It’s about thinking differently

More from Jeffrey Hollender, the CEO of Seventh Generation. In the company’s blog (The Inspired Protagonist), Hollender takes a poke at Wal-Mart in his post What is it they still don’t get?

What I particularly like is his clarity on what is at the root of this. Hollender writes:

“It’s sad to see one of the greatest ‘potential’ forces for a more sustainable planet continue to undermine itself. Wal-Mart is on a dangerous see saw. One day, there’s good news, and the next it’s bad. This is a characteristic of too many large companies (BP and Merrill Lynch to name a few others) as they confine their sustainability and responsible business initiatives to a limited number of highly compartmentalized efforts.

These ‘non-system’ activities create as much reputational risk as they do opportunity. Until any company looks at its entire business and develops a ‘whole’ effort to manage all aspects of its activities with an integrated point of view there is little or no chance of sustained success. This is about changing the way we think, how we think, and what we think about. [emphasis mine]

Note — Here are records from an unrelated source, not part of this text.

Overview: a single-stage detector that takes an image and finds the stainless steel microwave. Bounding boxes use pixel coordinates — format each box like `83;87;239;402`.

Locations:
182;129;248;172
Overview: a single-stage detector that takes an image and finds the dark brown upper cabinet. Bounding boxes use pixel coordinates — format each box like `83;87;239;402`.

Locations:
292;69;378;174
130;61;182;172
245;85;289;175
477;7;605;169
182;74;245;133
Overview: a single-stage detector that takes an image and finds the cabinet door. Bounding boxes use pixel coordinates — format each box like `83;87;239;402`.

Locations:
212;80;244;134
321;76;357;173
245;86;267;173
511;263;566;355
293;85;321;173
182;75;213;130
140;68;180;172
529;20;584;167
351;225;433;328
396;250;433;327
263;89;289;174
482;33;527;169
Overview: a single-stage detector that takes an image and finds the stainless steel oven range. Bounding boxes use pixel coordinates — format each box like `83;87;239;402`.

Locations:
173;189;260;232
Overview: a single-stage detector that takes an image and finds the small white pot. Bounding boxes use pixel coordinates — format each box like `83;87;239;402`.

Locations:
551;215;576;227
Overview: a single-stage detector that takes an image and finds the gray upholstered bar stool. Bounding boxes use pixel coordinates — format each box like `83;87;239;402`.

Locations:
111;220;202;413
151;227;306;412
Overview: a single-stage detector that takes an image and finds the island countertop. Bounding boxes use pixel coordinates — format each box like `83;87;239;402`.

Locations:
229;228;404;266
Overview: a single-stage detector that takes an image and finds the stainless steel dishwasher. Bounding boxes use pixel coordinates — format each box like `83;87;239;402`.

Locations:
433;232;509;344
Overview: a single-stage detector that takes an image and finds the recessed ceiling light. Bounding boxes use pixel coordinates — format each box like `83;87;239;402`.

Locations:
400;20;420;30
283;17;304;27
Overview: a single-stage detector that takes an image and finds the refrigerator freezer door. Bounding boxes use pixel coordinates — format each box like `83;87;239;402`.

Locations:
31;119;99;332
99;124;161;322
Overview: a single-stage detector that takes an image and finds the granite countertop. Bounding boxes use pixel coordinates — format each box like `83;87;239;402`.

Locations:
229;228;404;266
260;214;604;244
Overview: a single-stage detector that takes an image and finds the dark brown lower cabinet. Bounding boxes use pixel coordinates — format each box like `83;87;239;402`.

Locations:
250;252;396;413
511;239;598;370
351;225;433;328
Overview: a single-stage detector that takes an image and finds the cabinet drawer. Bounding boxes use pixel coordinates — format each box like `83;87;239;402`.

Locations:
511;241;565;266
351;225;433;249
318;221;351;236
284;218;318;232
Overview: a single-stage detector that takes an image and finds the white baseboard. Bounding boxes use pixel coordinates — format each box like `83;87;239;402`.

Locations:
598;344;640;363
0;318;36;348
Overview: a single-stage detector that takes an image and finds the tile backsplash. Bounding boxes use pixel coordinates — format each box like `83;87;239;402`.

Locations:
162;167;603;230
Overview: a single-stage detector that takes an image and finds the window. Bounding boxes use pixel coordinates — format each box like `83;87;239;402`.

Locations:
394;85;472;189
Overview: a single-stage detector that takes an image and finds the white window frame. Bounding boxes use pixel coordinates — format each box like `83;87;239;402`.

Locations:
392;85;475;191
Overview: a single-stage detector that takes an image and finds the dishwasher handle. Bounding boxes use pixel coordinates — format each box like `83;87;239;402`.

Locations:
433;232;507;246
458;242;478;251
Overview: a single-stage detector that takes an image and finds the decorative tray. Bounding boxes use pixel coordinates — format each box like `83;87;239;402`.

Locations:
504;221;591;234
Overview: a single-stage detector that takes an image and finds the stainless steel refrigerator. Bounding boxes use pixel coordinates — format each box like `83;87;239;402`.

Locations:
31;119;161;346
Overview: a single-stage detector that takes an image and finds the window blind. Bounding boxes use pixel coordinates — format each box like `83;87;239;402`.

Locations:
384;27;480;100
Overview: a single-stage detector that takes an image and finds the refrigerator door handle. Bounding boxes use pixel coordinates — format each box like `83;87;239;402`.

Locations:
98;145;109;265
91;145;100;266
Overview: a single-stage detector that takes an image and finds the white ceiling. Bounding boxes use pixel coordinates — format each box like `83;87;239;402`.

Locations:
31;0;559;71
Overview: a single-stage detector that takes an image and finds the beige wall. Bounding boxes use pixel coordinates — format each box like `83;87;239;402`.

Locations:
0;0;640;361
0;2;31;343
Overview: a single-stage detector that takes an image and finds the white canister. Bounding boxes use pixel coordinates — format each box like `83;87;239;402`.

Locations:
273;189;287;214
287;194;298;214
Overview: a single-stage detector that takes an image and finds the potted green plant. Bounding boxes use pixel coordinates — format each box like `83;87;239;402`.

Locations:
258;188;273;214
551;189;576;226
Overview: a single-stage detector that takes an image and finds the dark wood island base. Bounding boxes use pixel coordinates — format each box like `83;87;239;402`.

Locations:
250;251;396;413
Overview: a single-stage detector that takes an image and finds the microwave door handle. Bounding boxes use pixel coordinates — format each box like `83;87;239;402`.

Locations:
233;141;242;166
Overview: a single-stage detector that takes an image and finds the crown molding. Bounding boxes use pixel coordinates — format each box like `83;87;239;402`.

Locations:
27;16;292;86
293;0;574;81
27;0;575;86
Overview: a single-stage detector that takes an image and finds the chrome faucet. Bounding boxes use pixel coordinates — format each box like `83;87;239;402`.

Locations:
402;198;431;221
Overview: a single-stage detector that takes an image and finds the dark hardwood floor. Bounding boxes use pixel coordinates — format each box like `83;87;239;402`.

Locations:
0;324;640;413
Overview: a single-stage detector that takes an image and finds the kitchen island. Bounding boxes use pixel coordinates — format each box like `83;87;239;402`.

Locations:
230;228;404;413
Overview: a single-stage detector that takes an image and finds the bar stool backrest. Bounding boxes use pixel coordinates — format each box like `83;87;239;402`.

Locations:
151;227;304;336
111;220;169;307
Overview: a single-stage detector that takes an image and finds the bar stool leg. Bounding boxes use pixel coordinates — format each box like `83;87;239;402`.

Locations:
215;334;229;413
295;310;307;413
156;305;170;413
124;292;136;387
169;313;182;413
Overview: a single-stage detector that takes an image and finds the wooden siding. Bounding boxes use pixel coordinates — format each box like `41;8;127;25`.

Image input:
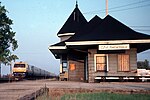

This resonates a great deal with the thinking and research I’ve explored in this blog. I can go back to the executives I interviewed as part of my Master’s thesis research. Two sets of manager interviews were at companies that “compartmentalized” social responsibility. One set of interviews was in a company that clearly had a “whole” approach. Interviews with the “whole” approach company stood out in a material way. They:
- Explicitly characterized themselves as “different,” and used that to help establish new thinking.
- Used social mission as an engine for innovations that were intrinsic to the business, across all operations.
- Had continuous conversations and reflections across the company to help interpret how to convert social mission into operations in a consistent and valid manner.

The more I continue this investigation, the more I see the breadth, depth and consistency of these types of conversations as a leading indicator of whether a company is truly on the path to thinking differently. Were I to design an organizational intervention to accelerate the process of change to a “whole” mentality, it would focus on activities and tools that help create and inspire these conversations.